See also the Feature Selection and Variable Screening Index and Overviews.
- Variables
- Click the Variables button to display the standard variable selection dialog box. As in Statistica Data Miner, you can select continuous and categorical dependent variables, and continuous and categorical predictors. Continuous variables are those that are measured on some continuous scale (e.g., Height, Weight), categorical variables contain indicators, codes, or text values to denote membership in some group or class (e.g., Gender: Male, Female). Different statistics are computed for categorical dependent variables (for classification) and continuous dependent variables (for regression-type problems); refer also to Computational Details.
- Count Variable
- Click this button to display a standard variable selection dialog box where you can specify a count variable (just as in Statistica Data Mining). The values in this variable are used during the computations as a simple case multiplier.

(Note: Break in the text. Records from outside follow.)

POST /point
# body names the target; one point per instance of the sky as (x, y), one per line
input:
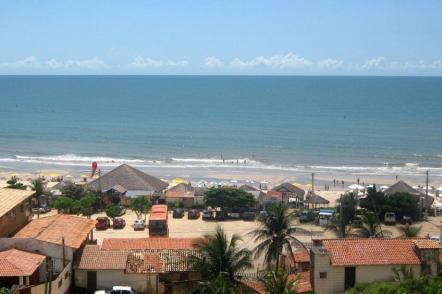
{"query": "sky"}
(377, 37)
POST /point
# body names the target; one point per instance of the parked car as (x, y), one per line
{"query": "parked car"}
(44, 208)
(103, 223)
(178, 213)
(390, 218)
(139, 224)
(234, 215)
(117, 290)
(119, 223)
(208, 215)
(193, 214)
(248, 215)
(263, 215)
(406, 220)
(306, 216)
(220, 215)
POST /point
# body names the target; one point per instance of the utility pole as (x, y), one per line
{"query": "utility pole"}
(426, 197)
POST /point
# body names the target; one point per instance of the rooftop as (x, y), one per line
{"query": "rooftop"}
(129, 178)
(346, 252)
(52, 229)
(148, 243)
(17, 263)
(10, 198)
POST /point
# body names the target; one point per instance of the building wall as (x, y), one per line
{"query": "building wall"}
(15, 219)
(106, 279)
(334, 283)
(372, 273)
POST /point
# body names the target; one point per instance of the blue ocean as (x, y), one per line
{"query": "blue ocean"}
(276, 123)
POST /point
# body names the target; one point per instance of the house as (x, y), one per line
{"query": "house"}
(338, 264)
(127, 182)
(15, 210)
(182, 192)
(148, 265)
(402, 187)
(313, 200)
(288, 193)
(21, 268)
(57, 238)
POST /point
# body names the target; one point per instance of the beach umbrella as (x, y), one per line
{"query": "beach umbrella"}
(356, 187)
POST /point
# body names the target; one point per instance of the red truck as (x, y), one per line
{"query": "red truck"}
(158, 221)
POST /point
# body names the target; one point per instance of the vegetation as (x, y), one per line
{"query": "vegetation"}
(65, 204)
(221, 258)
(274, 234)
(229, 199)
(14, 184)
(410, 231)
(140, 205)
(112, 211)
(278, 282)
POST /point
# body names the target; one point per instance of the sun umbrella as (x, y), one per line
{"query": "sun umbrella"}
(356, 187)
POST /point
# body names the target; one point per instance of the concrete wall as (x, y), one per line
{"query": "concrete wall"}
(106, 279)
(52, 250)
(372, 273)
(334, 283)
(15, 219)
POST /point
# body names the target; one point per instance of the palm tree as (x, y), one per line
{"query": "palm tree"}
(410, 231)
(38, 186)
(279, 282)
(275, 234)
(220, 257)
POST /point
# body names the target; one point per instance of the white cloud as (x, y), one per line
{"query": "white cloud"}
(213, 62)
(32, 62)
(142, 62)
(289, 60)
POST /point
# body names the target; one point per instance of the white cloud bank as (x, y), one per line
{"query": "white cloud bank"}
(142, 62)
(31, 62)
(291, 61)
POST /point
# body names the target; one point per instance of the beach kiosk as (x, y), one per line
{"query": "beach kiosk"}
(158, 221)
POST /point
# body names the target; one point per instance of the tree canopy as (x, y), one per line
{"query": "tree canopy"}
(230, 199)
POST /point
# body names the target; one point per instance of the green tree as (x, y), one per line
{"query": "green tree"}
(140, 205)
(86, 204)
(279, 282)
(38, 186)
(218, 256)
(229, 198)
(410, 231)
(14, 184)
(275, 234)
(65, 204)
(112, 211)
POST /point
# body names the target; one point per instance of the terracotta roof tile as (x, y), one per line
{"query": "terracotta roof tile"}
(148, 243)
(371, 251)
(92, 258)
(17, 263)
(426, 244)
(10, 198)
(51, 229)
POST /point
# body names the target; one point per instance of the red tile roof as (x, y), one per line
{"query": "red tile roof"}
(92, 258)
(345, 252)
(17, 263)
(148, 243)
(51, 229)
(426, 244)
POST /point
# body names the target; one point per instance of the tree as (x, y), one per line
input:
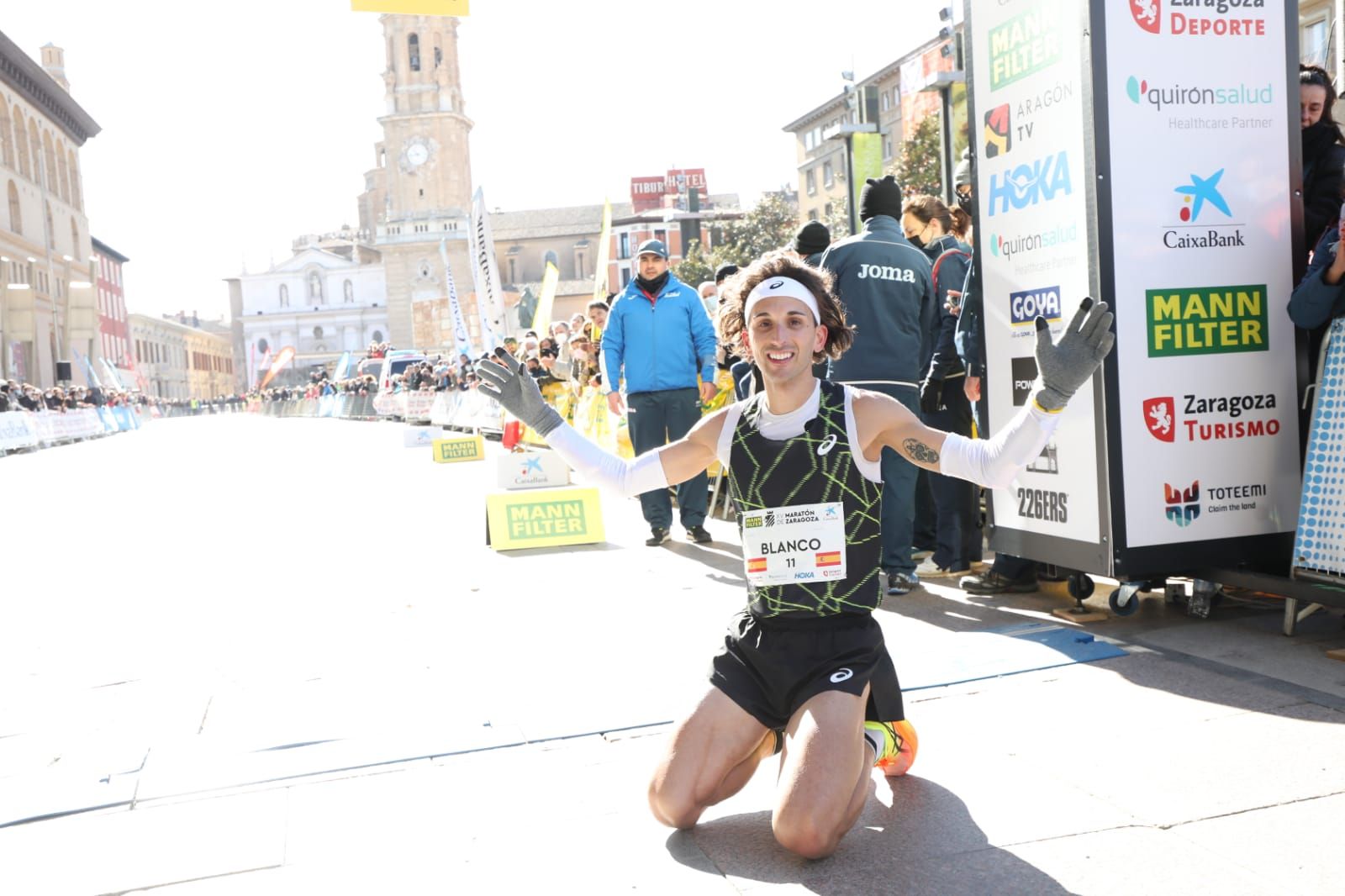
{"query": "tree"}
(697, 266)
(767, 228)
(918, 168)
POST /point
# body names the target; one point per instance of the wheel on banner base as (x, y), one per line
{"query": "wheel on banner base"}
(1125, 600)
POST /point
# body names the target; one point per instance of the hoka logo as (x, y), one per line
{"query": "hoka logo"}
(1183, 503)
(1028, 185)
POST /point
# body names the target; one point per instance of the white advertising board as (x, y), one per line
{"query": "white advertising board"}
(1032, 190)
(1201, 230)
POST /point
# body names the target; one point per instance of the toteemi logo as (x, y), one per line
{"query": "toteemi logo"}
(1197, 192)
(1160, 416)
(1183, 505)
(999, 132)
(1147, 13)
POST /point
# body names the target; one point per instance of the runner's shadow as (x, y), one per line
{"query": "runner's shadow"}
(912, 840)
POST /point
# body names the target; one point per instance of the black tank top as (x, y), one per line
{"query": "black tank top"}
(764, 472)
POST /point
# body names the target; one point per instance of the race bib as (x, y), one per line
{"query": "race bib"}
(804, 542)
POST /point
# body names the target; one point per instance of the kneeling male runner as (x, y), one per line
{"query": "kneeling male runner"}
(804, 669)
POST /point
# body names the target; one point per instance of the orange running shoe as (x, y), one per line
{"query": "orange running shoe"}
(899, 746)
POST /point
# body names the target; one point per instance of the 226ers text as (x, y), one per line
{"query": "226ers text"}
(1042, 503)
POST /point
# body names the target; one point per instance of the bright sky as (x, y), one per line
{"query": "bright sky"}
(228, 134)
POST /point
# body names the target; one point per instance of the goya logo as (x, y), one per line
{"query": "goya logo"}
(1163, 98)
(1024, 307)
(1181, 505)
(999, 132)
(1024, 45)
(1207, 320)
(1029, 183)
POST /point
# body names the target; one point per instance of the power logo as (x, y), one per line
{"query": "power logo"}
(1183, 505)
(999, 132)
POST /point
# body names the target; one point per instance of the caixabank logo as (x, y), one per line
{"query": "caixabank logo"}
(1207, 320)
(1195, 417)
(1029, 183)
(1201, 18)
(1026, 44)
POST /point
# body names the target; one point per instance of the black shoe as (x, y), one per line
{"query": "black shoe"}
(699, 535)
(992, 582)
(901, 582)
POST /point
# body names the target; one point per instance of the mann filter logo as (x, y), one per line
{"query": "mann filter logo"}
(1207, 320)
(1163, 98)
(1024, 307)
(1024, 45)
(546, 519)
(999, 132)
(1160, 417)
(1031, 183)
(1210, 417)
(1183, 505)
(1024, 377)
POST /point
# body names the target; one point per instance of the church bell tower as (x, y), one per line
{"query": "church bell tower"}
(420, 192)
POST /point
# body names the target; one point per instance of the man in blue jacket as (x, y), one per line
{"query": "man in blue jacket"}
(888, 293)
(658, 338)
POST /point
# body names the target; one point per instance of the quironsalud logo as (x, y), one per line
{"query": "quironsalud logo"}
(1183, 505)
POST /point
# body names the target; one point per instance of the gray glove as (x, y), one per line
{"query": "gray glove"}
(1068, 365)
(517, 392)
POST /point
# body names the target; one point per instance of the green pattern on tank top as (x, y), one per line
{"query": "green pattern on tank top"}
(764, 472)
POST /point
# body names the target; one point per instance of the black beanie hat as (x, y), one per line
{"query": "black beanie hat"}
(811, 239)
(880, 198)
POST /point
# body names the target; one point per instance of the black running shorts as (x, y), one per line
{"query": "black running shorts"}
(770, 667)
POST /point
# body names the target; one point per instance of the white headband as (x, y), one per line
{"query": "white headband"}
(786, 287)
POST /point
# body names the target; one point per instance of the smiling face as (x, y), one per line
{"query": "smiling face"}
(782, 338)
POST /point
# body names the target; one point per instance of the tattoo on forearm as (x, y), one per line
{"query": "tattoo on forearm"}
(920, 452)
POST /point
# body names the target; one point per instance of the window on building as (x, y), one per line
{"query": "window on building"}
(15, 210)
(20, 141)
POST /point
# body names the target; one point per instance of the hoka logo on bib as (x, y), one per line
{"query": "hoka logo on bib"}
(881, 272)
(1031, 183)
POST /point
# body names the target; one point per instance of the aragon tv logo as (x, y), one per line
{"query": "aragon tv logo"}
(1181, 505)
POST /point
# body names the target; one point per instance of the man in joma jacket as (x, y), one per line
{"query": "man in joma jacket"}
(887, 288)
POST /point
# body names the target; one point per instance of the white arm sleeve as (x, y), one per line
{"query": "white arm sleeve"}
(995, 461)
(627, 478)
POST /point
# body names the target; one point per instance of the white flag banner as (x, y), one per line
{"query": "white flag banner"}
(486, 276)
(462, 336)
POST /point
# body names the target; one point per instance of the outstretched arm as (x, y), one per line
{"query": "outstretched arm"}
(504, 381)
(994, 461)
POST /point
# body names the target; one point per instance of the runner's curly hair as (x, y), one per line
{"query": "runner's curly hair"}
(786, 264)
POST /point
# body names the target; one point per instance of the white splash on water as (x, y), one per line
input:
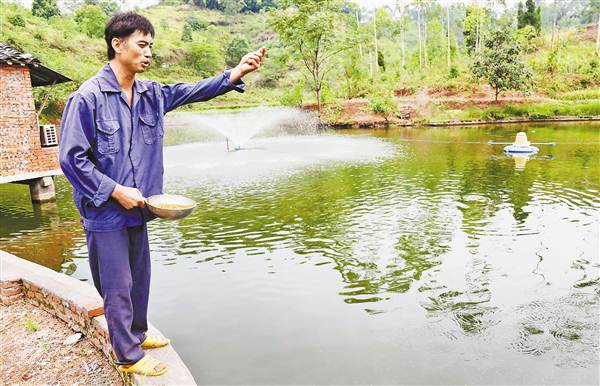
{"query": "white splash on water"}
(240, 126)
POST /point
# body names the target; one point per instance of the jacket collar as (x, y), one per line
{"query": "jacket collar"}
(108, 81)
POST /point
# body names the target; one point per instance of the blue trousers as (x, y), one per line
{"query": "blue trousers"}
(120, 265)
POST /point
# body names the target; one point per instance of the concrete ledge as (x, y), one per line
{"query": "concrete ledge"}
(80, 306)
(30, 176)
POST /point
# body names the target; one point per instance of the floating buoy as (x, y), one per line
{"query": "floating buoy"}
(521, 145)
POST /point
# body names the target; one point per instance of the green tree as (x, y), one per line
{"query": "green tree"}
(313, 31)
(91, 20)
(108, 7)
(235, 49)
(44, 8)
(186, 35)
(476, 18)
(591, 12)
(381, 60)
(532, 16)
(205, 58)
(520, 16)
(499, 63)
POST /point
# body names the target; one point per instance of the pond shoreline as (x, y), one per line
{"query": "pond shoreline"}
(377, 125)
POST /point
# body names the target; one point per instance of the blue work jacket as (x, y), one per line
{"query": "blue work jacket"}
(105, 142)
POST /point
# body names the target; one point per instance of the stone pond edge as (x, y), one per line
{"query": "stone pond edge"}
(80, 306)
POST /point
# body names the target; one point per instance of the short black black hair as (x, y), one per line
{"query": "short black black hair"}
(124, 24)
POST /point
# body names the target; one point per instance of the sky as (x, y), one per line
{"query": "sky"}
(129, 4)
(370, 4)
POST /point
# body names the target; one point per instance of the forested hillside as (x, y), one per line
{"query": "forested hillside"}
(377, 54)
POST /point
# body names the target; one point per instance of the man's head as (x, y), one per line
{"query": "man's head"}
(129, 39)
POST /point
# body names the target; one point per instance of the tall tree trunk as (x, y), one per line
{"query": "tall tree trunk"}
(553, 28)
(402, 33)
(375, 41)
(448, 31)
(477, 26)
(370, 63)
(598, 37)
(358, 29)
(420, 37)
(425, 61)
(318, 92)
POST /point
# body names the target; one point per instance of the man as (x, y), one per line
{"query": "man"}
(111, 152)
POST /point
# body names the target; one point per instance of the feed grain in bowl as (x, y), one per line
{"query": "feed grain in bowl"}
(170, 206)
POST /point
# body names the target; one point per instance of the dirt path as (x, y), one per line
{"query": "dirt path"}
(33, 352)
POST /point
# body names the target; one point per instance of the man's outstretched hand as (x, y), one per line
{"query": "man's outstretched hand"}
(250, 62)
(128, 197)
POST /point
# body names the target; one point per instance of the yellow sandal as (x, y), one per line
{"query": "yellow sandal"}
(155, 341)
(145, 366)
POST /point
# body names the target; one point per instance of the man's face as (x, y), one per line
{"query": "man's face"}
(134, 51)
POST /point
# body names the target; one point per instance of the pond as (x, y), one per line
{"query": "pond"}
(396, 256)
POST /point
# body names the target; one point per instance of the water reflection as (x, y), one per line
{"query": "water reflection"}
(444, 236)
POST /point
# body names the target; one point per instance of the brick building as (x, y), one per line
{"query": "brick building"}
(28, 152)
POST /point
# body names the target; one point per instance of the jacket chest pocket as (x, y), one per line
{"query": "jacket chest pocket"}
(107, 136)
(151, 128)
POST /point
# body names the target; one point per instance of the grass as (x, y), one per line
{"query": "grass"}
(30, 325)
(60, 45)
(528, 111)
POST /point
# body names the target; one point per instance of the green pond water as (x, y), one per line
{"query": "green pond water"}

- Number of cuts for continuous predictors
- This option is used to specify the "coarseness of the grid" applied to the continuous predictors. As described in Computational Details, the program divides the range of values for each continuous predictor into k intervals, and computes statistics based on the means or frequencies in those intervals for regression or classification-type problems, respectively. Therefore, if you specify k=2 in this edit field, the range of values for each continuous predictor variable are split into 2 categories, and the variable screening only detects simple monotone (e.g., linear) relationships to the dependent variables. If you specify k=3, simple monotone and non-monotone (e.g., quadratic) relationships are picked up as well; the default value (10) is well suited to perform screening for practically all types of monotone or complex non-monotone relationships, and hence does not bias the selection of variables in favor of any particular subsequent analysis that may be applied for predictive data mining.
- Treat continuous dependent variable as categorical
- Set this option to treat the continuous dependent variables in the analyses as categorical variables. When this option is selected, the program first "bins" the values of the dependent variables into the specified number of categories, and then performs the computations for categorical dependent variables as described in Computational Details. This option is recommended when the continuous dependent variables are highly skewed or contain extreme outliers; such outliers may otherwise cause the program to select those predictors that most clearly separate the outliers from the remaining (non-outlier) data points. The process of binning the values in the continuous dependent variables into categories automatically "pulls in" the outliers and diminishes their overall influence on the analyses.
- Casewise deletion of missing data
- If the Casewise deletion of missing data check box is selected, Statistica ignores all cases (observations) in the analyses that have missing data for any of the variables selected for the analyses. Selecting casewise deletion of missing data may not be desirable when many predictor variables are specified, each with many missing data. In that case it can happen that practically all observations are excluded from the analyses. An alternative strategy is to first perform an initial feature (variable) selection without selecting this option, followed by a second analysis with casewise deletion of missing data for only those variables selected in the first pass.
- OK
- Click the OK button to start the computations and to display the FSL Results dialog box. If no variables have been specified when this button is clicked, the variable selection dialog box is displayed before data processing starts.
- Cancel
- Click the Cancel button to close the dialog box without performing an analysis.
- Options
- See Options Menu for descriptions of the commands on this menu.
- Open Data
- Click the Open Data button to display the Select Data Source dialog box, which is used to choose the spreadsheet on which to perform the analysis. The Select Data Source dialog box contains a list of the spreadsheets that are currently active.
- Select Cases
- Click the Select Cases button to display the Analysis/Graph Case Selection Conditions dialog box, which is used to create conditions for which cases will be included (or excluded) in the current analysis. More information is available in the case selection conditions overview and syntax summary.
- W
- Click the W (Weight) button to display the Analysis/Graph Case Weights dialog box, which is used to adjust the contribution of individual cases to the outcome of the current analysis by weighting those cases in proportion to the values of a selected variable. Note that Statistica Feature Selection and Variable Screening accepts fractional weights, and treats them as multipliers in the analyses.